Avant le vote qui réunissait 125 conseillers métropolitains, Nicolas Mayer Rossignol, a appelé l’ État, le conseil régional et le conseil départemental à soutenir plusieurs propositions alternatives, parmi lesquelles la création d’une voie destinée au covoiturage, le renforcement des liaisons ferroviaires dans la région et un ensemble de mesures limitant la circulation des poids lourds.

Ces propositions font écho à celles du collectif répertoriées sur leur site internet. Comme l’indique Guillaume Grima, « il y a des alternatives, il faut les construire sur le territoire, il faut que les élus s’en emparent. » « L’argent qui va être débloqué doit être utilisé pour les alternatives et pour les gens !, complète Arnaud Binard. J’espère que ça donnera envie à d’autres de se pencher sur des dossiers. Maintenant qu’on a gagné, il y en a qui nous téléphonent pour nous dire : venez-nous voir ! »

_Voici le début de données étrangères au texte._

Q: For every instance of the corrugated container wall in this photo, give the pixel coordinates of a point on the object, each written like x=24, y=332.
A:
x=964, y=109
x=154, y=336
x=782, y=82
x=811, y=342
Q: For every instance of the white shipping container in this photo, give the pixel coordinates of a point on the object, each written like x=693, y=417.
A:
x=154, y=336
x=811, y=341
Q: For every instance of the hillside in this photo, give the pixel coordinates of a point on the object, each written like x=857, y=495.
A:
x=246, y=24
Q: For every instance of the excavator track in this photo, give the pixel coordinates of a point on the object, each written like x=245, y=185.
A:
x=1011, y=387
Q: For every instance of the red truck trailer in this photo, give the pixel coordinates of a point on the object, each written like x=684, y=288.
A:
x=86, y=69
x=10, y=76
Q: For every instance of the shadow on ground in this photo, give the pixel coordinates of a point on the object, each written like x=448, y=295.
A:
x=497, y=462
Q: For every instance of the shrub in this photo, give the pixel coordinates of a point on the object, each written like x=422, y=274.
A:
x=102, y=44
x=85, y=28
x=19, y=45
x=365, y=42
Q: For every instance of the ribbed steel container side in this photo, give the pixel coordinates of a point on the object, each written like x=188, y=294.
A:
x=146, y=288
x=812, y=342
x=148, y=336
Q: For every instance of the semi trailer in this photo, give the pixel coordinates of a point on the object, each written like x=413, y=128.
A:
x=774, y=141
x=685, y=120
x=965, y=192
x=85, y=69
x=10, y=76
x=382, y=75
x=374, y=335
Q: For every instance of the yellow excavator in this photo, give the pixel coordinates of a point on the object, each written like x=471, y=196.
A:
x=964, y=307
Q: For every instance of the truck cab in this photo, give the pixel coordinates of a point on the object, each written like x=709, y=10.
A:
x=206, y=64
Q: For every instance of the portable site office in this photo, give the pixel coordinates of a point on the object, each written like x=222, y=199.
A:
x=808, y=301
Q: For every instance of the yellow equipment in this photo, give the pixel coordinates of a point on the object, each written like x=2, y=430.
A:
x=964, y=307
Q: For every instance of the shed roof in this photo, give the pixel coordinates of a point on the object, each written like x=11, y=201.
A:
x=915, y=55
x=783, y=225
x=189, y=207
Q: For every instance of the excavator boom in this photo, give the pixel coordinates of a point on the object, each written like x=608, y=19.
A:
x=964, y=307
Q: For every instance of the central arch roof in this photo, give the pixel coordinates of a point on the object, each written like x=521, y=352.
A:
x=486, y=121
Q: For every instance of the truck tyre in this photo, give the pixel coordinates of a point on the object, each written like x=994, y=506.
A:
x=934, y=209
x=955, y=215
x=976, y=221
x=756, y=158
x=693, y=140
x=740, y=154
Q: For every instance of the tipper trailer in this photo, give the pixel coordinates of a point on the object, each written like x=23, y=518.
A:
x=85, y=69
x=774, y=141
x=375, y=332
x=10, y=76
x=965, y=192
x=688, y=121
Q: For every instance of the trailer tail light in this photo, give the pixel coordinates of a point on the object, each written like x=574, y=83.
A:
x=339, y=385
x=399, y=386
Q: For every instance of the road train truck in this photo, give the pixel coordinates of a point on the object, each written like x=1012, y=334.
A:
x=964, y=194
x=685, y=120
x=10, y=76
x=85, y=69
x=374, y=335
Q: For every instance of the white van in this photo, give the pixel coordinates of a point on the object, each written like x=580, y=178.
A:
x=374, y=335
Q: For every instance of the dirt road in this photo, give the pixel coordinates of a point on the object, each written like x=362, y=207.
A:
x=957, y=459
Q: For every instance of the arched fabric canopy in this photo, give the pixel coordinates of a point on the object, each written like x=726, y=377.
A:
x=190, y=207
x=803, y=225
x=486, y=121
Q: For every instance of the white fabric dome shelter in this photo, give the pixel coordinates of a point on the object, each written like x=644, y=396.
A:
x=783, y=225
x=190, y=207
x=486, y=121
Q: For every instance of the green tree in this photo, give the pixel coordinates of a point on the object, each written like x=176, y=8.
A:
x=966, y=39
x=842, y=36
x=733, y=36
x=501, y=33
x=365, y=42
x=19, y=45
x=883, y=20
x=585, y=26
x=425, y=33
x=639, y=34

Rétropédalage de la Région Normandie

Même si l’annulation du projet semble être en bonne voie, elle n’est pas totalement définitive. Le simple retrait de la métropole ne suffit pas pour y mettre un terme. La part globale du financement public prévu s’élève à 490 millions d’euros (la part restante était censée être apportée par l’entreprise choisie comme concessionnaire). Il y a quelques années, le département de l’Eure, l’intercommunalité Caux-Vexin et la Communauté d’agglomération Seine-Eure s’étaient retirés du projet. Alors que le vote de la métropole Rouen-Normandie était imminent, l’État et la Région Normandie avaient indiqué qu’ils suivraient la décision de la métropole si elle se retirait. Mais la Région vient de revenir sur sa décision.

Lors d’une conférence de presse le 11 février, la Région Normandie et le département de Seine-Maritime ont annoncé vouloir augmenter leurs propres apports, afin de pallier le désengagement de la Métropole. Soit, une augmentation de 157 à 205 millions d’euros pour la Région, et de 22 à 40 millions pour le Département [2]. Reste à savoir si l’État va maintenir sa subvention de 245 millions d’euros, alors même qu’il avait indiqué qu’il ne pourrait pas aller contre la volonté des élus rouennais [3]. Suite à ces rebondissements, les membres du collectif Non à l’Autoroute A133 A134 demeurent pour le moment, selon Guillaume Grima, en « état de vigilance complet ».

Thalia Créac’h

 Une : photo issue de la page Facebook du collectif opposé au contournement Est de Rouen

À lire également : Le projet d’autoroute A45 définitivement enterré

Notes

[1En complément aux 490 millions d’investissements publics, le projet de contournement Est de Rouen requiert 400 millions d’investissements privés.

[2Lire cet article de 76 Actu à ce sujet. Les votes de la Région et du département de Seine-Maritime concernant leur contribution financière au projet de contournement Est de Rouen auront lieu respectivement les 15 février et 8 avril 2021.

[3Le préfet de Normandie, Pierre-André Durand, avait annoncé le 26 janvier à la presse que l’État — engagé à hauteur de 245 millions d’euros — « [n’imposerait] pas cette infrastructure ».